The script will automatically launch servers and connect to them. For each node, a log file ${NODENAME}_servitor.log is created in the current working directory. You can change the path with the --log_prefix flag. Also, for each node the script creates the xtasks_devs_$(hostname).sh file, with the XTASKS_PCI_DEV and XDMA_QDMA_DEV environment variables. By default it is created in the current working directory, but it can be changed with the --xtasks_cluster_prefix flag. The use of this file is explained in Start xtasks servers.
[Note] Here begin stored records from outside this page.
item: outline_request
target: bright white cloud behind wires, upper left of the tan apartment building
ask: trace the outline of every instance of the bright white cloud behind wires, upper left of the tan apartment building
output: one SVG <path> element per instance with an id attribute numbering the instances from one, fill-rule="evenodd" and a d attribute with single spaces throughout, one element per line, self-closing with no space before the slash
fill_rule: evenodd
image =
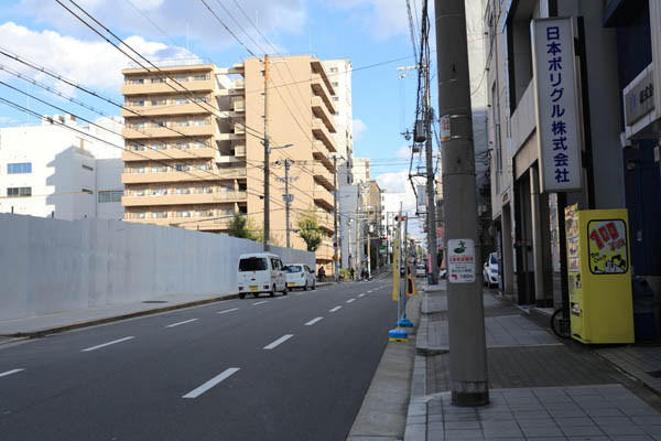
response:
<path id="1" fill-rule="evenodd" d="M 0 42 L 3 49 L 68 79 L 90 88 L 113 93 L 119 93 L 121 69 L 126 68 L 129 62 L 126 55 L 106 42 L 82 41 L 48 30 L 36 32 L 12 22 L 0 24 Z M 195 57 L 185 49 L 145 41 L 141 36 L 130 36 L 126 42 L 151 61 Z M 3 60 L 3 63 L 7 61 L 8 58 Z M 35 75 L 34 71 L 15 62 L 12 62 L 10 67 L 53 84 L 44 74 Z M 55 83 L 55 87 L 59 92 L 72 93 L 68 86 L 65 87 L 59 82 Z"/>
The script also creates the xtasks.cluster file needed by your application in the current working directory. This file must be in the same directory where you launch the application, or also you can set the path in the XTASKS_CLUSTER_FILE environment variable. If not, the application will assume you are executing in single-node mode, and will not connect to the remote servers.

Start xtasks servers

A remote server that listens for FPGA tasks needs to be started in each of the remote nodes:

ompif.py launch_xtasks_server cluster.json

Log files are created in the current directory named ${NODENAME}_xtasks.log. You can change the path with the --log_prefix flag. The script launches the server in the current working directory, so you must have the xtasks.cluster file in the same directory. For the moment, it can’t be set with an environment variable. Also, by default all xtasks_devs_$(hostname).sh files must be in the current directory as well. However, you can set another path with the --xtasks_devs_prefix flag. Then, the cluster application can be run as usual.

Debugging

There are many debug registers that can be read with QDMA, including the number of received messages, number of corrupted messages, number of send/receive tasks, etc. More details in POM AXI-Lite interface memory map.